Earth Action: Cut Out a Car Trip
If you live in America, transportation is the biggest component of your carbon footprint. To honor Earth Day’s 52 years of environmental action, Earth911 is presenting 52 Actions for the Earth. Each week through Earth Day 2023, we will share an action you can take to invest in the Earth and make your own life more sustainable. This week, review your schedule and identify one routine car trip that you can eliminate.
Action: Cut One Car Trip
The average American generates 3.5 times the global average greenhouse gas emissions, and our cars, pardon the pun, drive a lot of that generation – about 28% of our total GHG emissions result from transportation. Americans drive a lot more miles than any other nation — 30% more than second-place Canada. On average, Americans drive 13,474 miles per year — equivalent to more than four round-trip drives from New York to Dallas — in cars that average 25 mpg, emitting 4.6 metric tons of carbon dioxide each year.
American cities are infamously designed around cars. Elsewhere in the world, urban centers are walkable, with extensive bike trails among neighborhoods and well-developed rail systems providing both intra- and intercity options. But America is not a lost cause. Last year, the Infrastructure Investment and Jobs Act provided unprecedented funds for more sustainable transportation: $66 billion for passenger and freight rail, $39 billion for public transit; and $7.5 billion each for electric vehicles and zero- and low-emission buses and ferries. Cities are spending big money on bike lanes. Cycling becomes more accessible to less athletic riders and residents of hilly cities with electric bikes. While electric versions of small vehicles emit more emissions than their foot-powered counterparts, they are still much cleaner than cars. Look for ways to incorporate lower-carbon modes of transportation into your routines.
Cut One Trip
It’s well known that a gradual approach makes it easier to eliminate meat from one’s diet (another great way to cut carbon). But when it comes to transportation, once we’ve decided we need a car, we tend to drive for all of our trips, even when there are other viable options. This week, review your weekly schedule and identify one routine car trip that you can replace with a lower carbon mode of transportation.
Is there a public transportation option that serves your work commute? If you can’t bike all the way to work, maybe you can bike or walk to the park & ride. Carpooling — even once a week — is another way to get cars off the road.
Consider other routine trips as well. People usually want their cars to carry a load of groceries, but do you make regular trips to the convenience store? Can you set up a carpool rotation to take several kids to soccer practice in one car? Share a trip to the gym with a roommate or neighbor? Bike to the park or playground with the family on the weekend?

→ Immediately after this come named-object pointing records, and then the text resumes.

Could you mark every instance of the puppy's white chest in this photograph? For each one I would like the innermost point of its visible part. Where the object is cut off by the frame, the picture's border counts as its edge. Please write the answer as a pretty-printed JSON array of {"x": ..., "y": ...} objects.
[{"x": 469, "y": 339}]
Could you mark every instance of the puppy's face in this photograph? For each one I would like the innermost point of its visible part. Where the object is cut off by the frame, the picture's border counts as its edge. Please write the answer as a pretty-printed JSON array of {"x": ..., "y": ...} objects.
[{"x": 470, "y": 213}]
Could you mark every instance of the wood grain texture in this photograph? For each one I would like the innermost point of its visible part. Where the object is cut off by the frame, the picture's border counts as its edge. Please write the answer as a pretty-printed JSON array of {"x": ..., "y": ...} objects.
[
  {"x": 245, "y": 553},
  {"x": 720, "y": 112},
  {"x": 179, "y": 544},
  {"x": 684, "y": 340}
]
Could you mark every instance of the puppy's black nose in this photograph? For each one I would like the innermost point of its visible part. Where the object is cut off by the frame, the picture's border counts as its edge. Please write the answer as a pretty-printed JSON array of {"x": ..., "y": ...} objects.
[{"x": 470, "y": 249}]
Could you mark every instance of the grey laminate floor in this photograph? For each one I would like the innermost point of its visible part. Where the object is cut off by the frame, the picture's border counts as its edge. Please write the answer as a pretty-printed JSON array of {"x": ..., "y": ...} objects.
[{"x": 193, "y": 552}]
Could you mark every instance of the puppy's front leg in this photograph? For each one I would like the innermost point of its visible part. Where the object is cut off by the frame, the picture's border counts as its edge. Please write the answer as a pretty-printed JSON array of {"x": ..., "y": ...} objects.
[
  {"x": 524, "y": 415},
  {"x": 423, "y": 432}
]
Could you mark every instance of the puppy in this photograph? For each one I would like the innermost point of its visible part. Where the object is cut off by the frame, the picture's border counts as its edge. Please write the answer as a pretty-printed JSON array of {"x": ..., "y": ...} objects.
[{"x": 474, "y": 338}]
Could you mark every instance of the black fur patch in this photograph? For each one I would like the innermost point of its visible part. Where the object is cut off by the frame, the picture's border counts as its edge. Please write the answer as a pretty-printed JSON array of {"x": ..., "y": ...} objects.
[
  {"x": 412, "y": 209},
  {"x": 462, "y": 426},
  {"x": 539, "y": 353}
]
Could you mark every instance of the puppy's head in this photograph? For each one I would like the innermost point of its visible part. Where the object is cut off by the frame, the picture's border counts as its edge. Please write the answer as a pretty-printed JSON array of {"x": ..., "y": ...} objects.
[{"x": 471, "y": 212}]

Look at distances – any routine trip that is less than a mile is a good option for walking. You might walk your child to neighborhood playdates. Walk from work to the gym and back before driving directly home. You might park once and walk between errands instead of driving around. Even if all your routes are written in concrete, you might be able to consolidate trips. Try some menu planning to reduce midweek grocery runs (and food waste). Or plan errands along your route home instead of going home and then heading back out later.